Wednesday - A Good Ol' Hump Day

I have been living somewhere in between a routine and a daily existence that doesn't feel like my own.

I don't know quite how to put it into words but the pandemic has everything feeling so off.

School starts nest week for E but it will not bring with it my usual ease back into what I once considered my return to normalcy after summer vacation. E will be schooling from home and J will continue to work from home. I am happy that we will all be remaining as safe as possible and doing our part to slow the spread of covid-19 in our community but my mind so badly wants to shift into a gear of familiarity and comfort.

There is no familiarity or (true) comfort these days. 

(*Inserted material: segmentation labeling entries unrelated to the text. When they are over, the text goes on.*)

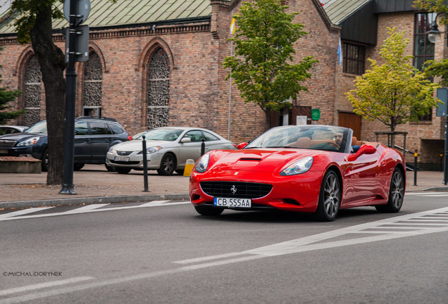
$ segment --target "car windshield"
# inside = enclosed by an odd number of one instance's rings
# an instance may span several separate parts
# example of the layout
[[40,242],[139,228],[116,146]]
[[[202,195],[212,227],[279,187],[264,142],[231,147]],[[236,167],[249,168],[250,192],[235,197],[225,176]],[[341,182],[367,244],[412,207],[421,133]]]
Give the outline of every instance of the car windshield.
[[30,127],[30,129],[27,129],[25,131],[25,133],[44,133],[46,134],[46,121],[43,120],[42,122],[37,122],[35,125]]
[[153,129],[134,139],[142,140],[143,136],[144,136],[146,140],[174,141],[183,131],[181,129]]
[[343,152],[348,136],[349,129],[342,127],[278,127],[266,131],[244,148],[290,148]]

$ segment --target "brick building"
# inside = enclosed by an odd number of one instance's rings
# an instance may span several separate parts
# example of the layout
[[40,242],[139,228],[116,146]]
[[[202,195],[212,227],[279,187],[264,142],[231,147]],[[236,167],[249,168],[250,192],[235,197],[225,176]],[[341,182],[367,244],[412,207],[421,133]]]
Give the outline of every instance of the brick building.
[[[364,121],[353,113],[344,93],[354,88],[354,81],[369,68],[368,58],[381,64],[379,50],[387,38],[387,27],[405,31],[410,43],[406,55],[414,56],[413,65],[421,68],[427,60],[439,61],[448,55],[446,35],[441,42],[432,44],[428,32],[436,14],[423,12],[412,6],[413,0],[327,0],[324,8],[332,22],[342,27],[343,64],[338,71],[336,108],[337,124],[349,126],[363,140],[378,140],[387,144],[387,136],[375,132],[388,132],[380,122]],[[443,31],[442,26],[439,28]],[[427,170],[440,170],[444,147],[446,118],[437,117],[435,108],[430,115],[420,118],[417,123],[397,127],[396,131],[407,132],[406,160],[413,161],[413,152],[419,154],[418,165]],[[402,134],[396,136],[395,144],[403,148]]]
[[[266,128],[264,113],[245,103],[221,67],[230,56],[229,27],[241,0],[92,0],[89,56],[76,64],[76,115],[113,117],[130,133],[163,125],[200,126],[235,142],[249,140]],[[337,51],[340,27],[319,0],[284,1],[299,12],[296,21],[309,34],[297,42],[294,61],[319,61],[304,84],[309,91],[292,101],[293,110],[277,117],[294,123],[297,115],[321,110],[319,123],[335,123]],[[45,101],[37,61],[30,45],[18,43],[11,18],[1,16],[0,62],[4,83],[24,91],[13,104],[27,114],[16,122],[44,119]],[[63,49],[60,28],[54,39]]]

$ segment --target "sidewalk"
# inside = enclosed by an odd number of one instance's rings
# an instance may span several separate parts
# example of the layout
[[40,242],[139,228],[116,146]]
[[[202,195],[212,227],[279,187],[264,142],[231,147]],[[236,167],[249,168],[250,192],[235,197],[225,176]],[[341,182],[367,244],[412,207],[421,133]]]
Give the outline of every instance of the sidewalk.
[[188,177],[161,176],[148,171],[148,192],[143,171],[110,172],[101,165],[86,165],[73,174],[76,194],[59,194],[61,186],[46,185],[46,172],[0,173],[0,210],[42,205],[125,203],[189,199]]
[[[142,171],[127,175],[107,172],[104,165],[87,165],[73,175],[76,194],[59,194],[61,186],[47,186],[46,173],[0,173],[0,210],[43,205],[126,203],[152,200],[188,200],[188,177],[164,177],[149,171],[148,189],[144,191]],[[418,171],[406,174],[406,191],[446,191],[443,172]]]

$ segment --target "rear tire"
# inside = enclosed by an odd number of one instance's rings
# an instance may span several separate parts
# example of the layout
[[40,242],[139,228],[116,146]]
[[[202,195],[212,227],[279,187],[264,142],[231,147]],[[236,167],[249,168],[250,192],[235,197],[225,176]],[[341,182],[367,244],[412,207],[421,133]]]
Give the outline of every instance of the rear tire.
[[132,170],[131,168],[122,168],[122,167],[116,167],[116,171],[118,172],[119,174],[127,174],[130,172],[130,170]]
[[223,213],[223,211],[224,211],[224,209],[223,208],[218,208],[211,206],[194,206],[194,209],[196,209],[196,211],[197,211],[199,214],[205,216],[217,216]]
[[75,163],[75,165],[73,165],[73,170],[75,171],[79,171],[82,169],[82,167],[84,167],[84,164]]
[[106,167],[106,170],[108,170],[108,172],[116,172],[116,171],[115,170],[115,167],[108,166],[107,165],[104,165],[104,166]]
[[176,167],[176,158],[171,153],[166,153],[160,162],[160,168],[157,172],[161,175],[171,175]]
[[404,178],[403,172],[399,168],[395,168],[390,180],[389,189],[389,200],[385,205],[375,206],[377,211],[382,213],[395,213],[400,210],[404,200]]
[[341,204],[341,186],[335,171],[327,171],[322,179],[316,217],[321,222],[332,222],[337,217]]

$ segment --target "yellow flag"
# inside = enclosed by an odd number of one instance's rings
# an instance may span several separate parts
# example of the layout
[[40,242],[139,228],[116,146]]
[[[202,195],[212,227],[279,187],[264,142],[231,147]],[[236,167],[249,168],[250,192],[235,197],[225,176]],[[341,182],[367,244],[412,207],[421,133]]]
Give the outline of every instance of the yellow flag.
[[230,34],[235,34],[235,18],[232,18],[232,23],[230,23]]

I continue daily to try and control what I can, stretch myself and try to do some growing and then I try to give the rest to God! I am really trying to do all of those things, my own little trifecta of "daily life during a pandemic", but it is hard. I am living with a constant pit in my stomach. It's not a huge pit, just a little one, a nagging one. I know, we all have it, it's part of living in a world that seems to have gone crazy.

I know will reagin our healthy momentum soon. I know it's coming. I want to be ready. I don't want to waster away any days between now and then. I want to make the most of each minute but sometimes I feel like I am just wasting away the days. But I am not. I know that. I was meant to live in this time and place. All of the crazy happening now is a purposeful part of my story.

Silver lining for the day: I am healthy! My loved ones are healthy! That is enough for today!